Step 1: Explain to children that they will interview a local plant expert and they will need to think of questions they would like to ask. Record their questions on chart paper and write them on a smaller sheet of paper to take along on your trip.
Step 2: Give each child a cardboard clipboard to take along. It can be made with pieces of cardboard and a large metal clip. Attach a few sheets of paper to each clipboard. Bring along sharpened colored and regular pencils so children can create observational drawings. Bring a camera to photograph the experience.
Step 3: Invite each child to ask a question of the local plant expert. If possible, record the interview so that children can revisit the experience later. Provide time for children to touch, smell, and observe the different plants they see.
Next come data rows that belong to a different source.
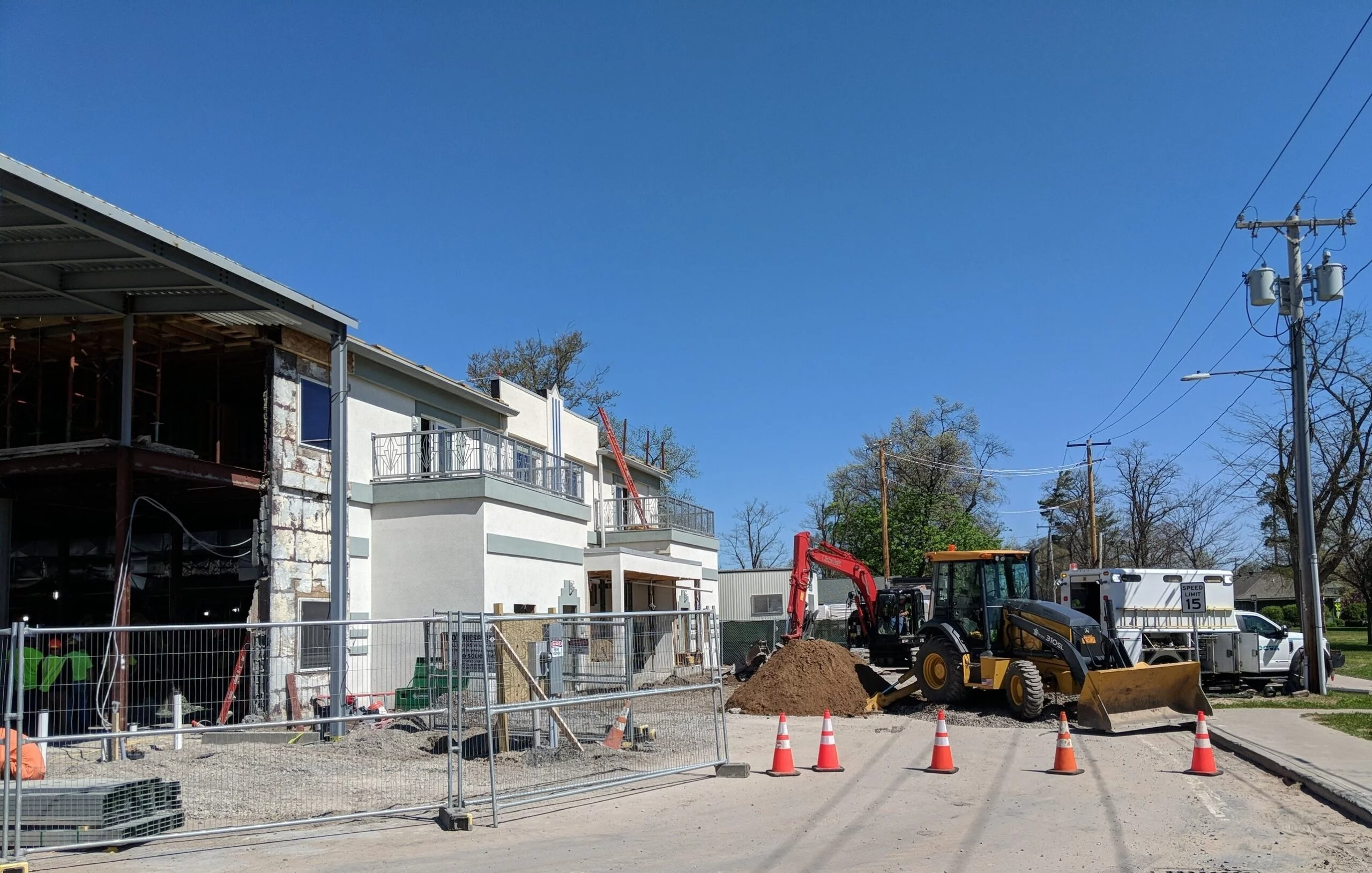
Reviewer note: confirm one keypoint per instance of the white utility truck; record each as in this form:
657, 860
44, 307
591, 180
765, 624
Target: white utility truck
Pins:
1161, 614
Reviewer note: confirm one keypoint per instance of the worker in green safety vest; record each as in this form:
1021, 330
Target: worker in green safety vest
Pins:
81, 668
53, 690
32, 662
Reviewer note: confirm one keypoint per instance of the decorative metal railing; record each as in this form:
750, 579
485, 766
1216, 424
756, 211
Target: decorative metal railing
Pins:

Invite them to draw plants they find interesting and encourage them to learn the correct names for the different plants.
Step 4: Play their interview during meeting time and develop a chart to summarize what they’ve learned.
Step 5: Give them the photographs from their trip to sequence and write about. Then create a wall display using their observational drawings, photographs, and charts.
Remember: When planning a trip, it’s important to make sure that there are enough adult chaperones present so that children receive enough attention to allow for optimal learning.
Have the children make drawings to send to the expert they visited as a thank-you gift. Encourage them to create drawings about an aspect of the trip they enjoyed or something they learned.
Send home a copy of children’s plant-learning summary to share with families. Suggest that families take their child on a nature walk or visit a plant store. Ask parents to encourage their child to share what he or she has learned about plants.